HM São José - Hospital Municipal de São José (SC) — Prova 2020
É recomendado iniciar o rastreamento mamográfico:
Rastreamento mamográfico em mulheres com mutação BRCA1/2 → iniciar aos 30 anos.
Mulheres com mutações genéticas como BRCA1 ou BRCA2 possuem um risco significativamente elevado de desenvolver câncer de mama, justificando um rastreamento mamográfico mais precoce e intensivo, geralmente a partir dos 30 anos de idade.
O rastreamento mamográfico é uma ferramenta essencial na detecção precoce do câncer de mama, mas suas diretrizes variam conforme o risco individual da paciente. Para a população geral, o início e a frequência são padronizados, mas para grupos de alto risco, abordagens mais intensivas e precoces são cruciais para otimizar os resultados. Mulheres com mutações nos genes BRCA1 ou BRCA2 apresentam um risco significativamente aumentado de desenvolver câncer de mama e ovário. Nesses casos, as diretrizes recomendam iniciar o rastreamento mamográfico e, frequentemente, a ressonância magnética das mamas, a partir dos 30 anos de idade, ou até mais cedo dependendo do histórico familiar específico.
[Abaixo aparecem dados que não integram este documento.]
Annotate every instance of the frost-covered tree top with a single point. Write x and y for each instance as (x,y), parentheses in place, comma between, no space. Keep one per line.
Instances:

Outros fatores de risco, como radioterapia torácica prévia, também exigem rastreamento diferenciado. A detecção precoce em pacientes de alto risco permite intervenções mais eficazes e melhora o prognóstico. É fundamental que os profissionais de saúde identifiquem corretamente esses grupos e apliquem as diretrizes de rastreamento apropriadas, que podem incluir mamografia anual, ressonância magnética anual e, em alguns casos, aconselhamento genético e cirurgias redutoras de risco.
Para mulheres com mutação BRCA1 ou BRCA2, o rastreamento mamográfico é geralmente recomendado a partir dos 30 anos de idade, ou 5-10 anos antes da idade do diagnóstico mais jovem na família, o que ocorrer primeiro, devendo incluir também ressonância magnética das mamas.
Fatores de risco incluem história familiar forte (múltiplos casos, idade jovem de diagnóstico), mutações genéticas (BRCA1, BRCA2, TP53), história pessoal de câncer de mama ou lesões pré-malignas, e radioterapia prévia no tórax em idade jovem.
Mulheres com mutações BRCA têm um risco vitalício muito elevado de desenvolver câncer de mama, muitas vezes em idades mais jovens, e com maior probabilidade de tumores mais agressivos. O rastreamento precoce visa detectar a doença em estágios iniciais, quando o tratamento é mais eficaz.